From 4453b93ab586e66b89e87d5cee1b078375be50bb Mon Sep 17 00:00:00 2001
From: Markus Fritsche <mfritsche@reauktion.de>
Date: Wed, 13 May 2026 11:11:26 +0000
Subject: [PATCH] =?UTF-8?q?docs/PHASE5:=20formulate=20=E2=80=94=20multi-mo?=
 =?UTF-8?q?del=20routing=20+=20cloud=20fallback=20+=20summarize-on-evict?=
MIME-Version: 1.0
Content-Type: text/plain; charset=UTF-8
Content-Transfer-Encoding: 8bit

Phase 5 formulate manifest.
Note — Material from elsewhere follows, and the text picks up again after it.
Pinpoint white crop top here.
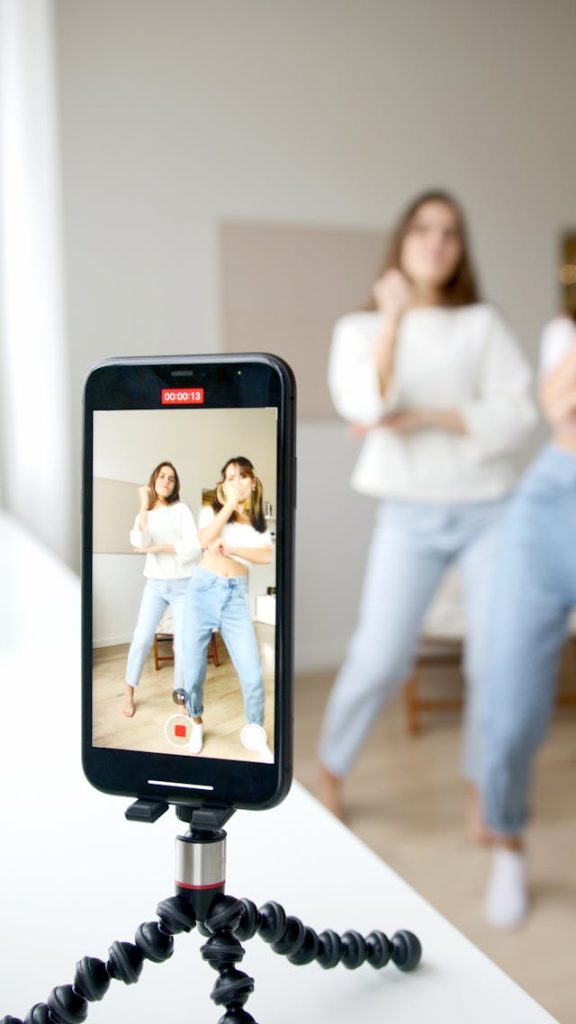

Three pillars per PHASE0 §11 row 5:
heuristic-based per-request model routing, single-hop cloud fallback
on local transport failure, and fast-model summarization at sliding-
window eviction time.

Resolutions baked in via §2:
  - Routing trigger: per-request in repl.ask_ai, gated by
    cfg.routing.auto (default off)
  - Classification: pure-Lua heuristics (length, keywords, code-fence
    detection, exception markers) — no LLM probe in v1
  - Classes: code → deep, reasoning → cloud, default → keep active
  - Fallback trigger: string-match on err for HTTP 5xx /
    model_not_found / "Connection refused" / DNS / timeout
  - Fallback: one retry against cfg.routing.fallback_model (default
    "cloud" if configured); status line on every retry
  - Summarize: enforce_budget invokes summarize_fn callback wired
    by repl.lua to broker.chat with the fast model
  - Summary turn: single rolling _summary at turns[1], appended to
    on each eviction, re-summarized when it exceeds max_summary_chars

Open questions (Q37-Q42) in §10:
  Q37 routing for :ask explicit ask
  Q38 summary turn vs system-role alternation
  Q39 fallback under Norris (proposal: single-request only)
  Q40 summary re-summarize fidelity loss (lossy by design)
  Q41 HTTP 408 pattern eligibility (default yes)
  Q42 routing inside tool-call sub-loop (proposal: fix at entry)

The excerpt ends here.